Reparto di Medicina, solo posti in piedi

19 Ottobre 2014

Torna l’emergenza all’ospedale civile, non ci sono più letti a disposizione nelle camere e in corridio

PESCARA. Solo posti in piedi, nel reparto di Medicina dell’ospedale di Pescara. Non ci sono più letti a disposizione, né nelle camere né in corridoio. Tutto esaurito. Nell’ultimo periodo la carenza di posti è costante, cronica per restare in tema di malattie.

Da circa due settimane chi arriva in questo reparto viene collocato in corridoio e ieri mattina è stata raggiunta una delle punte massime di occupazione della Medicina, considerato che oltre ai 32 posti esistenti sulla carta erano occupati anche i 13 letti extra, collocati in corridoio e destinati ai degenti in eccedenza. Una sistemazione di fortuna, quella in corridoio, che va accettata da chi arriva in ospedale e viene dirottato in questo reparto nonostante sia tutto occupato. La conseguenza è l’affollamento, e quindi le lamentele.

Si lagna chi è costretto a vivere la degenza in una condizione di promiscuità tra uomini e donne, dovendo accettare che l’unica separazione tra un letto e l’altro sia un paravento. Oltre a subire una violazione della privacy, i malati non hanno il campanello per l’allarme e neppure il dispositivo per l’ossigeno mentre il personale, sottoposto ad un certo stress, non lavora certo nelle condizioni migliori per assicurare tutte le prestazioni (ad esempio c’è meno luce che nelle camere).
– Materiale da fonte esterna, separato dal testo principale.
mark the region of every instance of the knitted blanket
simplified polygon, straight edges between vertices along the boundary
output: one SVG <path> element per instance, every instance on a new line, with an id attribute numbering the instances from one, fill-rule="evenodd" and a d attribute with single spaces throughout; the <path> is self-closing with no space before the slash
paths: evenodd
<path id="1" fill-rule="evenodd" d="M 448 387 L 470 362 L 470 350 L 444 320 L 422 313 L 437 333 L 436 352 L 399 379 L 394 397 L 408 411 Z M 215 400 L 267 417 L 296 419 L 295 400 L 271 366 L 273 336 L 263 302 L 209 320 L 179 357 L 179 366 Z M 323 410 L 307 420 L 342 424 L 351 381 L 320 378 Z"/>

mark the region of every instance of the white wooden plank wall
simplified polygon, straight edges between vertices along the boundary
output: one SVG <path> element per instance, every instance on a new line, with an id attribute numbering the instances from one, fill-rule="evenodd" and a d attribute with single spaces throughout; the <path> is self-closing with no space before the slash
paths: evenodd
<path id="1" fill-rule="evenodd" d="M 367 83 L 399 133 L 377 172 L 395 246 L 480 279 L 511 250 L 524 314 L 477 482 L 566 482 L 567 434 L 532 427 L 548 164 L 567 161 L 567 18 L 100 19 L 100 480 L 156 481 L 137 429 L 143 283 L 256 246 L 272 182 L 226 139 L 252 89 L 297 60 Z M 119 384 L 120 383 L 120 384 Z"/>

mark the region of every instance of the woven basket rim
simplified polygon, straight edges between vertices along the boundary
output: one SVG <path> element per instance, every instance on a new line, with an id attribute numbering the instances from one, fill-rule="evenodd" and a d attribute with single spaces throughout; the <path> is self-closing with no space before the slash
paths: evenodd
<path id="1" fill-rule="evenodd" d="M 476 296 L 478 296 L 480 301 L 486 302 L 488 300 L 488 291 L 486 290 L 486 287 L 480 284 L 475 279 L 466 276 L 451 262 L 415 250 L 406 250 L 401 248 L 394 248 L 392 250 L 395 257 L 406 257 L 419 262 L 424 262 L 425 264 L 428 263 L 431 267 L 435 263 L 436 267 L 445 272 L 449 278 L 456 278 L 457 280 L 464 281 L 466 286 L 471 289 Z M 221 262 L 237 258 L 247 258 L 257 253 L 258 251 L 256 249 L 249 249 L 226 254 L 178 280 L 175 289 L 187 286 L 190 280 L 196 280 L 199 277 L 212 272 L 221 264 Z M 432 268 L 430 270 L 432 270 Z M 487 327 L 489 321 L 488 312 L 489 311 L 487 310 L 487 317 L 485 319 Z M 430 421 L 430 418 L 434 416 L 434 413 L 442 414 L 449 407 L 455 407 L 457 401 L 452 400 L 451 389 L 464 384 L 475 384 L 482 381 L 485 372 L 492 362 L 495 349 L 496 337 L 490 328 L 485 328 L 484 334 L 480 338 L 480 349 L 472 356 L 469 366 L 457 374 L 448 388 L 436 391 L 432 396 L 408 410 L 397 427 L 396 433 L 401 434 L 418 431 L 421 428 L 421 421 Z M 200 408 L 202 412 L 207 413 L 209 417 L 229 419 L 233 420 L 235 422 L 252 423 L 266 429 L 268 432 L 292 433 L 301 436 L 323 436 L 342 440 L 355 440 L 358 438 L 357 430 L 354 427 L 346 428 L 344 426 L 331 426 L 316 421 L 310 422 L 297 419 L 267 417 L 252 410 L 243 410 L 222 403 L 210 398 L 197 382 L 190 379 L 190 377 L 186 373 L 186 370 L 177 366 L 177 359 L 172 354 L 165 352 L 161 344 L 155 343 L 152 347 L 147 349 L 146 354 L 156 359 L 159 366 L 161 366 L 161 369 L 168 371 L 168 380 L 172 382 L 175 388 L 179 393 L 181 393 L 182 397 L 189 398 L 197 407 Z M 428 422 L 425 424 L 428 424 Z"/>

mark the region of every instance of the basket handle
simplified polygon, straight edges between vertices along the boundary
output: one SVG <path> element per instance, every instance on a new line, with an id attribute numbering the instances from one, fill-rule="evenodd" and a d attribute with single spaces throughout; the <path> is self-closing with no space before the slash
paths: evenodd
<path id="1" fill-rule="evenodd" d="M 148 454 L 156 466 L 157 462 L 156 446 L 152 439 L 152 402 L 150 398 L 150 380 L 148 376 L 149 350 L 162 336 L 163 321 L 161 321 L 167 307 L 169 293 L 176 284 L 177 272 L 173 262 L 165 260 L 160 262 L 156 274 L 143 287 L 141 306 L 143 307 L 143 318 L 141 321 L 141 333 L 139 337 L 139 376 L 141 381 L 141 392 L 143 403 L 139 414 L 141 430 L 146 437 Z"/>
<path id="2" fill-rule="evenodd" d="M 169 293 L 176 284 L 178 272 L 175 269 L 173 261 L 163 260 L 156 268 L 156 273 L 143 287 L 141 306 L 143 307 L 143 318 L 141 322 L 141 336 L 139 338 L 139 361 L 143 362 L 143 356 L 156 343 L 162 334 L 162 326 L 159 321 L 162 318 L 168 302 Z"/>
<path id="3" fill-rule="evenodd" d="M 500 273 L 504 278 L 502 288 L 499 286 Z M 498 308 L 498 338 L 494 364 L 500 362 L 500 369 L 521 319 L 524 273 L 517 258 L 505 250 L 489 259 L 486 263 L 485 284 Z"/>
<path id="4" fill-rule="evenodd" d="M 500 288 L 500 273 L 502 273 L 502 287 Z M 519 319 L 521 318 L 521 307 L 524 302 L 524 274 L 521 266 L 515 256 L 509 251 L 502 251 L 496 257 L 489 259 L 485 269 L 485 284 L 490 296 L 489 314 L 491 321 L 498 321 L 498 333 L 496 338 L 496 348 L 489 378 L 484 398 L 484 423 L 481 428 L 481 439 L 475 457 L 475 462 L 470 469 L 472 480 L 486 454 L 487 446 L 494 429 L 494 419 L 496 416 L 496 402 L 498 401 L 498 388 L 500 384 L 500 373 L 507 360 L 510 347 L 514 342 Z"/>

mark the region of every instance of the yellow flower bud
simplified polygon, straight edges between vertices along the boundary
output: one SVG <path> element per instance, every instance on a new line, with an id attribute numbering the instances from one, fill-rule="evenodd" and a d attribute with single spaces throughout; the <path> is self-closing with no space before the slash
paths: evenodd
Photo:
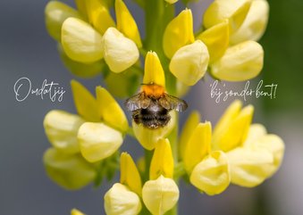
<path id="1" fill-rule="evenodd" d="M 112 128 L 125 132 L 129 124 L 124 112 L 105 88 L 96 87 L 97 101 L 102 120 Z"/>
<path id="2" fill-rule="evenodd" d="M 228 19 L 232 33 L 243 23 L 250 4 L 251 0 L 215 0 L 204 13 L 204 26 L 209 29 Z"/>
<path id="3" fill-rule="evenodd" d="M 156 144 L 160 138 L 164 138 L 171 133 L 174 125 L 175 125 L 175 112 L 170 112 L 171 120 L 165 127 L 159 128 L 156 129 L 149 129 L 142 126 L 141 124 L 137 124 L 132 120 L 132 128 L 135 134 L 136 138 L 140 143 L 140 145 L 147 150 L 153 150 L 156 146 Z"/>
<path id="4" fill-rule="evenodd" d="M 139 60 L 136 44 L 114 28 L 109 28 L 103 36 L 104 57 L 114 72 L 122 72 Z"/>
<path id="5" fill-rule="evenodd" d="M 177 87 L 177 93 L 176 93 L 177 97 L 179 97 L 179 98 L 184 97 L 190 88 L 189 86 L 183 84 L 182 82 L 181 82 L 178 79 L 177 79 L 176 85 L 177 85 L 176 86 L 176 87 Z"/>
<path id="6" fill-rule="evenodd" d="M 186 85 L 195 85 L 206 73 L 209 62 L 206 45 L 200 40 L 181 47 L 173 56 L 169 69 Z"/>
<path id="7" fill-rule="evenodd" d="M 94 167 L 79 153 L 63 153 L 49 148 L 43 155 L 43 162 L 48 177 L 69 190 L 80 189 L 96 178 Z"/>
<path id="8" fill-rule="evenodd" d="M 253 124 L 243 145 L 245 147 L 260 147 L 270 152 L 274 156 L 272 170 L 268 171 L 271 177 L 279 169 L 284 154 L 284 143 L 276 135 L 267 134 L 265 128 L 260 124 Z"/>
<path id="9" fill-rule="evenodd" d="M 101 35 L 88 23 L 77 18 L 64 21 L 61 42 L 66 54 L 76 62 L 93 62 L 103 58 Z"/>
<path id="10" fill-rule="evenodd" d="M 139 196 L 119 183 L 114 184 L 105 195 L 105 210 L 107 215 L 137 215 L 141 207 Z"/>
<path id="11" fill-rule="evenodd" d="M 192 131 L 196 128 L 198 124 L 200 121 L 200 113 L 198 111 L 194 111 L 190 113 L 189 117 L 187 119 L 183 128 L 182 131 L 180 136 L 179 140 L 179 152 L 180 152 L 180 157 L 181 159 L 184 158 L 184 153 L 185 149 L 187 148 L 187 145 L 189 142 L 189 139 L 191 136 Z"/>
<path id="12" fill-rule="evenodd" d="M 264 51 L 255 41 L 229 47 L 224 55 L 211 65 L 211 73 L 219 79 L 243 81 L 255 78 L 263 68 Z"/>
<path id="13" fill-rule="evenodd" d="M 193 21 L 190 9 L 185 9 L 168 23 L 164 37 L 163 48 L 165 55 L 172 58 L 181 46 L 195 40 Z"/>
<path id="14" fill-rule="evenodd" d="M 77 209 L 72 209 L 71 211 L 71 215 L 85 215 L 85 214 Z"/>
<path id="15" fill-rule="evenodd" d="M 254 144 L 258 138 L 266 135 L 266 128 L 261 124 L 252 124 L 249 127 L 248 137 L 245 139 L 243 145 L 249 145 Z"/>
<path id="16" fill-rule="evenodd" d="M 211 150 L 212 126 L 209 121 L 198 123 L 188 140 L 183 162 L 184 169 L 190 173 Z"/>
<path id="17" fill-rule="evenodd" d="M 96 98 L 80 82 L 71 81 L 73 101 L 78 113 L 88 121 L 101 120 Z"/>
<path id="18" fill-rule="evenodd" d="M 283 159 L 285 150 L 283 141 L 278 136 L 270 134 L 260 137 L 255 145 L 268 150 L 273 154 L 274 162 L 272 170 L 268 171 L 268 177 L 273 176 L 280 168 Z"/>
<path id="19" fill-rule="evenodd" d="M 212 152 L 192 170 L 190 183 L 209 195 L 223 192 L 230 185 L 230 167 L 226 155 Z"/>
<path id="20" fill-rule="evenodd" d="M 104 61 L 97 61 L 91 63 L 76 62 L 66 55 L 61 44 L 58 44 L 57 49 L 64 66 L 73 75 L 82 79 L 90 79 L 100 74 L 105 64 Z"/>
<path id="21" fill-rule="evenodd" d="M 165 2 L 169 4 L 175 4 L 176 2 L 178 2 L 178 0 L 165 0 Z"/>
<path id="22" fill-rule="evenodd" d="M 123 138 L 119 131 L 103 123 L 86 122 L 79 129 L 78 141 L 83 157 L 96 162 L 115 153 Z"/>
<path id="23" fill-rule="evenodd" d="M 43 121 L 48 141 L 62 153 L 80 152 L 77 133 L 85 121 L 78 115 L 63 111 L 49 112 Z"/>
<path id="24" fill-rule="evenodd" d="M 159 139 L 150 162 L 149 178 L 154 180 L 160 175 L 171 178 L 173 177 L 173 157 L 168 139 Z"/>
<path id="25" fill-rule="evenodd" d="M 269 5 L 266 0 L 254 0 L 241 27 L 231 37 L 231 44 L 245 40 L 257 41 L 265 31 Z"/>
<path id="26" fill-rule="evenodd" d="M 145 58 L 143 83 L 154 83 L 165 87 L 164 71 L 155 52 L 148 52 Z"/>
<path id="27" fill-rule="evenodd" d="M 201 40 L 207 46 L 209 61 L 214 62 L 223 55 L 230 40 L 229 23 L 226 20 L 203 31 L 197 39 Z"/>
<path id="28" fill-rule="evenodd" d="M 87 3 L 88 0 L 75 0 L 78 11 L 86 20 L 88 20 Z"/>
<path id="29" fill-rule="evenodd" d="M 114 21 L 104 1 L 86 0 L 89 22 L 100 33 L 104 34 L 110 27 L 114 27 Z"/>
<path id="30" fill-rule="evenodd" d="M 122 0 L 115 1 L 115 14 L 117 18 L 117 29 L 127 37 L 132 39 L 138 45 L 142 46 L 140 34 L 137 23 Z"/>
<path id="31" fill-rule="evenodd" d="M 163 215 L 171 210 L 179 200 L 179 188 L 171 179 L 160 176 L 143 186 L 143 202 L 153 215 Z"/>
<path id="32" fill-rule="evenodd" d="M 113 95 L 125 99 L 133 95 L 137 92 L 138 86 L 142 83 L 141 71 L 130 67 L 124 72 L 108 72 L 105 77 L 105 82 Z"/>
<path id="33" fill-rule="evenodd" d="M 121 154 L 120 170 L 120 183 L 127 186 L 131 191 L 141 196 L 142 182 L 140 174 L 138 171 L 135 162 L 127 153 Z"/>
<path id="34" fill-rule="evenodd" d="M 251 145 L 235 148 L 226 155 L 231 164 L 233 184 L 247 187 L 256 186 L 272 173 L 274 157 L 267 150 Z"/>
<path id="35" fill-rule="evenodd" d="M 235 118 L 226 121 L 224 128 L 222 128 L 220 133 L 214 133 L 212 140 L 214 147 L 227 152 L 242 145 L 248 133 L 253 112 L 254 107 L 248 105 Z"/>
<path id="36" fill-rule="evenodd" d="M 46 6 L 45 16 L 48 34 L 57 41 L 61 39 L 61 27 L 67 18 L 81 19 L 76 10 L 58 1 L 48 2 Z"/>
Per quanto riguarda i bagni, si condividono con i malati che godono del beneficio di soggiornare in una stanza. Ci sono, certo, i periodi in cui l’emergenza rientra, ma questa è una delle fasi più calde e non è neppure immaginabile cosa accadrà con l’arrivo dell’influenza, che rischia di colpire un numero consistente di pescaresi.
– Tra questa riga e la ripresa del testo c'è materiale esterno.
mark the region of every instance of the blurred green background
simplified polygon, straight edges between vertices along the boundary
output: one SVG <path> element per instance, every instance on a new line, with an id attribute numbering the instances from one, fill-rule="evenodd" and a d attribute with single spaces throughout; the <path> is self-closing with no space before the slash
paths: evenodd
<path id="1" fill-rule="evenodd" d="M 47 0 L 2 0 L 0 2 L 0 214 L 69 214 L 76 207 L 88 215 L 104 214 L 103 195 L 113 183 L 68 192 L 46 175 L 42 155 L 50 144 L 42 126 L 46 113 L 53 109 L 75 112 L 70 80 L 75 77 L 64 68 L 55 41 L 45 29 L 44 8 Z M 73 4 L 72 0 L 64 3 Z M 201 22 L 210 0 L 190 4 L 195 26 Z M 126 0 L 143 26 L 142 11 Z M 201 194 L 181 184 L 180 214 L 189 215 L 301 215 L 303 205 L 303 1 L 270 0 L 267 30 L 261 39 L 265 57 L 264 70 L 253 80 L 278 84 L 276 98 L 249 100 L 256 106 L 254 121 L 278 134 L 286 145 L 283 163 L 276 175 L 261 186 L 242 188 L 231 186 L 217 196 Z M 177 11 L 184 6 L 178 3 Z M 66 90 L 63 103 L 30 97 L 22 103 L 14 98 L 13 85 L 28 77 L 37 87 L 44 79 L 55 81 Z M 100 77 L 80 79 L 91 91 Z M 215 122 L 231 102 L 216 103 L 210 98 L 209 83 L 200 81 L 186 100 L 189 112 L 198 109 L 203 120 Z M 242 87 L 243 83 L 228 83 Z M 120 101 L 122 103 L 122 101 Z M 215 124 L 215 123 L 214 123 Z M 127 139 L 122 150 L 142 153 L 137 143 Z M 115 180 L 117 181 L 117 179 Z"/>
Gli appelli lanciati fino ad oggi sono caduti nel vuoto, il problema è sempre identico a se stesso da troppo tempo, praticamente ignorato da chi ha la possibilità, il potere e il dovere di intervenire. E se qualcuno borbotta, come accade spesso, il malcontento cade nel vuoto, si ignora.
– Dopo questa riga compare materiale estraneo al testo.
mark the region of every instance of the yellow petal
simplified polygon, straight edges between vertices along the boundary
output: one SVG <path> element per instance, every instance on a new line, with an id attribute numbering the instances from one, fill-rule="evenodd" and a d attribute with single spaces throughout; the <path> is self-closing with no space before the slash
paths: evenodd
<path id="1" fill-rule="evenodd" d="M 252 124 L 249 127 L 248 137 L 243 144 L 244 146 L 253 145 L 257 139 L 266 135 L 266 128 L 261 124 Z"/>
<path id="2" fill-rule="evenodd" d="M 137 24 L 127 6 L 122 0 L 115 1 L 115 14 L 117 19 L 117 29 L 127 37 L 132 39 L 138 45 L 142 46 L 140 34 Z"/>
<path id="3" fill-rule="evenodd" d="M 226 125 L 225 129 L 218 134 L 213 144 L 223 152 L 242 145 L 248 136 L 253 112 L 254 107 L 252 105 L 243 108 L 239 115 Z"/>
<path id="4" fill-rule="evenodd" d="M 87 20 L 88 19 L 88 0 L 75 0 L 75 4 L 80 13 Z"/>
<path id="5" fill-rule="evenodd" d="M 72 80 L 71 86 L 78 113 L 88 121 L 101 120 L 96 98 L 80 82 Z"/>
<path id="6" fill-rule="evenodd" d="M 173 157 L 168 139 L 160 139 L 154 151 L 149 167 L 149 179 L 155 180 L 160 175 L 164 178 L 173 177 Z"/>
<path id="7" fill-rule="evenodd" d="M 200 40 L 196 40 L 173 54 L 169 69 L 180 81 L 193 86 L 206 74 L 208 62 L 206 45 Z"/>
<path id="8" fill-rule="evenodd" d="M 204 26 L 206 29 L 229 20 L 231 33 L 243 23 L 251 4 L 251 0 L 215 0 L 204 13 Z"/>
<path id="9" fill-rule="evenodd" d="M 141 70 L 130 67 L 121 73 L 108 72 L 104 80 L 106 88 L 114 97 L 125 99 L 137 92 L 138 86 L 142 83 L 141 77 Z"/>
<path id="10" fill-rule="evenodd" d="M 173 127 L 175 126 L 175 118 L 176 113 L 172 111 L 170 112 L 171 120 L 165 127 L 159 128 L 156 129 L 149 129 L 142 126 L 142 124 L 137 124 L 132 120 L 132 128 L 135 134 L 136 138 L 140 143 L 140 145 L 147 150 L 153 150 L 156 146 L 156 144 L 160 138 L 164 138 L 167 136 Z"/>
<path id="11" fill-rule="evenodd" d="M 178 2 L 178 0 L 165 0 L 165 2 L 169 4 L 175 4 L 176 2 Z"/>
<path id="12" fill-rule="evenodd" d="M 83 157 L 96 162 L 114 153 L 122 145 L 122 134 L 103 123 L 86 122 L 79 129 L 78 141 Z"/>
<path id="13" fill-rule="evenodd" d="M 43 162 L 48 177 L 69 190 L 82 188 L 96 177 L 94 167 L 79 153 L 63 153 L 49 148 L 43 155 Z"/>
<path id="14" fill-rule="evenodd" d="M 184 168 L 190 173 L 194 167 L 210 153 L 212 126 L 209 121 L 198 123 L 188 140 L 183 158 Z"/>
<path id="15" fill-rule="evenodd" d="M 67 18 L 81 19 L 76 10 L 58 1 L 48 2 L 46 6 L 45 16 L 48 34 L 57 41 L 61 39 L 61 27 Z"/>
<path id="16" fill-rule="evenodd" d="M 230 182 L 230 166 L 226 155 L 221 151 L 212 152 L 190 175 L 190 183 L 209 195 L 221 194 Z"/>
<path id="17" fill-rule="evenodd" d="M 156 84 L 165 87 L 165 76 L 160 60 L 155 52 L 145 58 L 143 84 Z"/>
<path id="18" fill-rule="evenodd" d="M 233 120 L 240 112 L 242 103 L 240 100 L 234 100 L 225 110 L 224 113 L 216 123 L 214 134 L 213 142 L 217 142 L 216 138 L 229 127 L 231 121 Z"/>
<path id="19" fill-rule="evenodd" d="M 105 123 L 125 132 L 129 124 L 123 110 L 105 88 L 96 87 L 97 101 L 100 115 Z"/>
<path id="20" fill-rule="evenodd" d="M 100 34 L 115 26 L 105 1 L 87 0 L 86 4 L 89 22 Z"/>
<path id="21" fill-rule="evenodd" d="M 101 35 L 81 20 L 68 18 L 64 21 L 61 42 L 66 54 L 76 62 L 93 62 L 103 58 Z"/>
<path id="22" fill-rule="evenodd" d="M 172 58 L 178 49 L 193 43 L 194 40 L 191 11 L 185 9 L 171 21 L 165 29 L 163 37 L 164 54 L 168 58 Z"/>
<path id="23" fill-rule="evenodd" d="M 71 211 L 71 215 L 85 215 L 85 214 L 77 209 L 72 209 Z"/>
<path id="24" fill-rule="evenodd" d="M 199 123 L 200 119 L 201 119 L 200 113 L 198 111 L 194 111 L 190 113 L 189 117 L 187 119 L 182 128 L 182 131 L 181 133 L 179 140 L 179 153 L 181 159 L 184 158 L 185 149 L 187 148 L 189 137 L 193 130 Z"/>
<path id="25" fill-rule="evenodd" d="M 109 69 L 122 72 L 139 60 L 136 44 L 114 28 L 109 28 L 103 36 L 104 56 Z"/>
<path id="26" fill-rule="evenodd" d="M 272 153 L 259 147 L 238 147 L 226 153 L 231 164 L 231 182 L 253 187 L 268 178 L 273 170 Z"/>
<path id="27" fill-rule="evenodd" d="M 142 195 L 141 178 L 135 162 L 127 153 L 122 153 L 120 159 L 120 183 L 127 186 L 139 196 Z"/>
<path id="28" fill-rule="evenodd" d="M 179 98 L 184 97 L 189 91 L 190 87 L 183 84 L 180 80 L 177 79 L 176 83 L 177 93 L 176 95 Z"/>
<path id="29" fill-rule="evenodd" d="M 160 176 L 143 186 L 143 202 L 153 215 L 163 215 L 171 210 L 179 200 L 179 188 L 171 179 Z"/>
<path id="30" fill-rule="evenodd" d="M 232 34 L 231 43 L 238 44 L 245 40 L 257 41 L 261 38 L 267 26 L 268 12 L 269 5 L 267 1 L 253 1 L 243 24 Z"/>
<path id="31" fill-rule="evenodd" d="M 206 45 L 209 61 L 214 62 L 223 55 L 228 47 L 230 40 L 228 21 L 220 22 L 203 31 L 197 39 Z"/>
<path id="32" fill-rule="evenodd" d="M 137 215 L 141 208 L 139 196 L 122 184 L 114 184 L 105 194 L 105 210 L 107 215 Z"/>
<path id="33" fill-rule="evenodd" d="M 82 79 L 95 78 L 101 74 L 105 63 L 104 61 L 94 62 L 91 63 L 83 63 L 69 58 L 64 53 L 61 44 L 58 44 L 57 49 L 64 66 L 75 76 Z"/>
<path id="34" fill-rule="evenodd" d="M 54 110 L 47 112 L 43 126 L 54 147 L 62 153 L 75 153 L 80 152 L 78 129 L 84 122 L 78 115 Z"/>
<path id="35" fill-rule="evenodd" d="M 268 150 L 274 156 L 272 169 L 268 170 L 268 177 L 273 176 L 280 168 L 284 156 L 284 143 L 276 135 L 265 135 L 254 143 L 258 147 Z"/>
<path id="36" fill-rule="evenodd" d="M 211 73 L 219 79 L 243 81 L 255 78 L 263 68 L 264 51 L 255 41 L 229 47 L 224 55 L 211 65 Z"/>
Il problema è che in Medicina finisce un po’ di tutto, considerato che allo Spirito Santo manca l’osservazione breve, un luogo-filtro dove viene studiato il paziente per stabilire in quale reparto va indirizzato (in base alle problematiche che presenta) oppure, nel migliore dei casi, se ne dispone il ritorno a casa.

A Pescara, invece, il filtro è proprio la Medicina che ha sempre avuto questo ruolo. Da anni, o forse da decenni, si avverte la carenza di posti letto e mai si è fatto nulla. Anzi, a settembre è stata chiusa la Medicina nord, per dare spazio alla Fisiopatologia respiratoria, e i posti letto sono diminuiti, anziché aumentare per migliorare il servizio.